In conclusione, l’assenza della comprensione delle caratteristiche dell’imperialismo oggi porta la TIR ad appoggiare una posizione correttamente disfattista in Ucraina ma a ritenere ancora centrale il discorso dell’auto-determinazione dei popoli costituendo così una base molto debole per l’orientamento rispetto ai futuri problemi che si porranno ai rivoluzionari e confondendo spesso i concetti di popolo e classe. La crisi viene affrontata solamente in termini fenomenologici, la non comprensione delle caratteristiche della crisi capitalista porta a vedere quanto accade oggi come “grande caos” e “crisi degli equilibri imperialisti”, tale mancanza fa da base all’avanzare di una serie di proposte rivendicative vecchie, che mai hanno funzionato, utopiche e lontane da quello che dovrebbe essere il compito dei comunisti oggi. I compagni della TIR sembrano insomma non rendersi conto che il soddisfacimento di ognuna delle loro “rivendicazioni radicali” richiede preliminarmente un atto rivoluzionario e non il processo di riforme che sembra indicare il loro programma.
Il compito dei rivoluzionari oggi può essere riassunto da un lato nella necessità di ricollegare immediatamente le diverse manifestazioni della crisi strutturale capitalista (guerra, miseria, licenziamenti…) alla crisi stessa e alla prospettiva anti-capitalistica, per sostenere la nascita di organismi indipendenti di lotta della classe, assembleari, volti a superare il deleterio frazionismo sindacale, coerentemente attestati su parole d’ordine non velleitarie e calate dall’altro ma incentrate sulla individuazione e difesa dell’interesse immediato e generale di classe. Si tratta insomma di partire dal concreto delle problematiche della classe per arrivare, nell’esperienza, a ricomporle in una visione generale di sviluppo che sia direttamente collegata alla questione della conquista rivoluzionaria del potere attraverso gli organismi rivoluzionari della classe. Per questo rilanciamo con forza la proposta dei comitati No War But the Class War che si caratterizzano proprio per questo tipo di approccio: se non si mettono al centro del ragionamento i problemi materiali della prospettiva rivoluzionaria anche la stessa declamazione della rivoluzione e dell’anticapitalismo si riduce a mero esercizio retorico.
Dall’altro si tratta di costruire solidi nuclei politici verso il partito di classe, nuclei che non possono poggiare la loro proposta politica sulle debolezze di impostazione qui delineate (e che ricacciano le acquisizioni del movimento rivoluzionario indietro di 100 anni e più) ma che devono fare propria una piattaforma che abbia fatto i conti con le lezioni tratte dalla storia del movimento di classe, traendo da tali lezioni la soluzione dei problemi dell’oggi e gli attrezzi politici, analitici e organizzativi per affrontare quelli di domani.
Il fatto che questi compagni, nelle loro analisi e proposte, siano rimasti fermi a un secolo fa è confermato dalla pubblicazione in appendice dei discorsi di Liebnecht, dei manifesti di Zimmerwald e Kiental senza alcuna introduzione o commento.
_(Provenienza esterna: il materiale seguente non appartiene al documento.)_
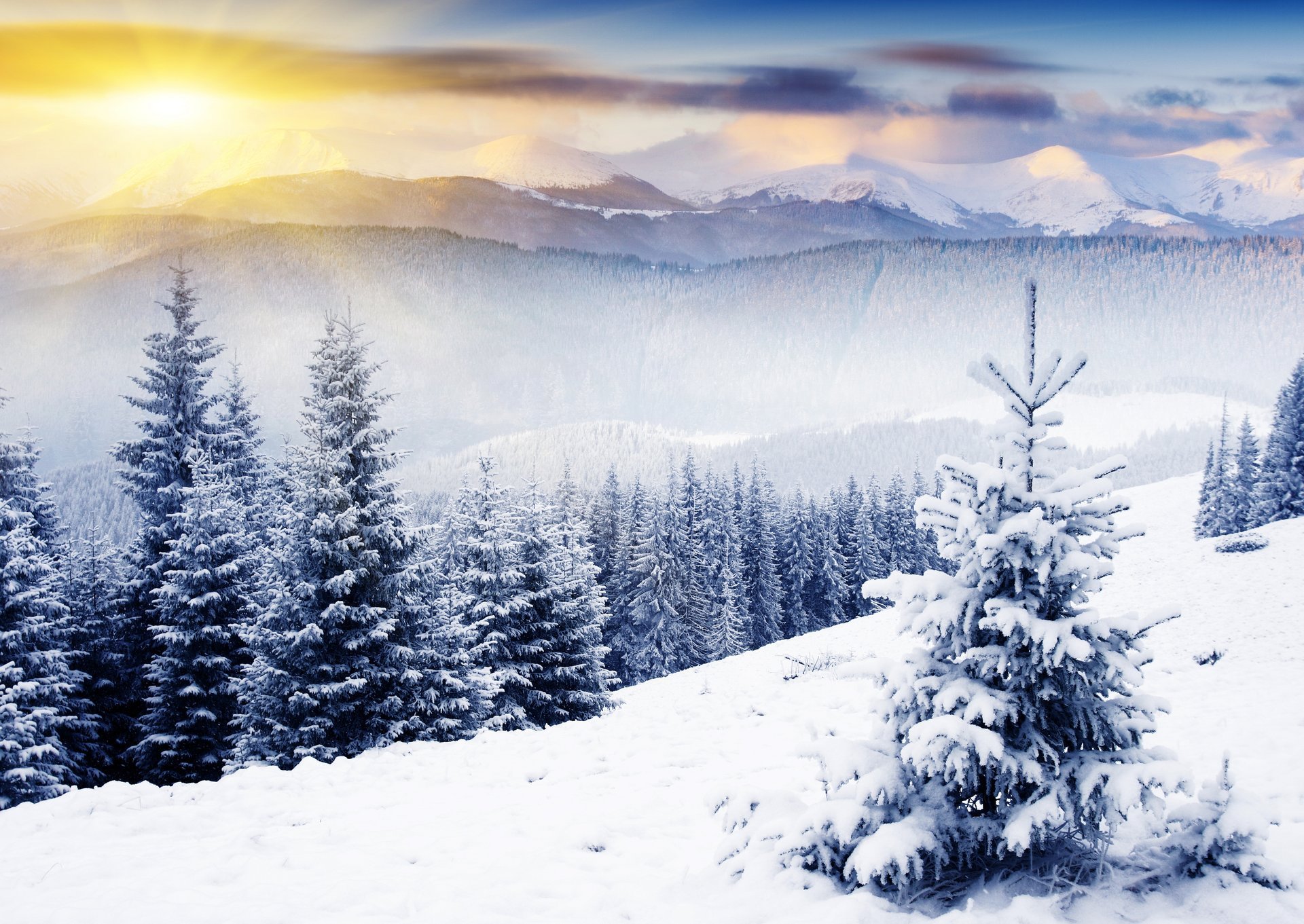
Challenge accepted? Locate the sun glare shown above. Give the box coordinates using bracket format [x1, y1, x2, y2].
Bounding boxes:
[113, 90, 215, 126]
Come se fossero in tutto e per tutto validi anche oggi. Come se, nel frattempo, due guerre mondiali, una rivoluzione proletaria, 70 anni di ciclo economico post II GM e 50 anni di crisi strutturale non avessero dato corpo a scenari di crisi e di guerre in larga parte inediti e come se questi nuovi scenari non richiedessero alcuna nuova indicazione alle forze internazionaliste rivoluzionarie.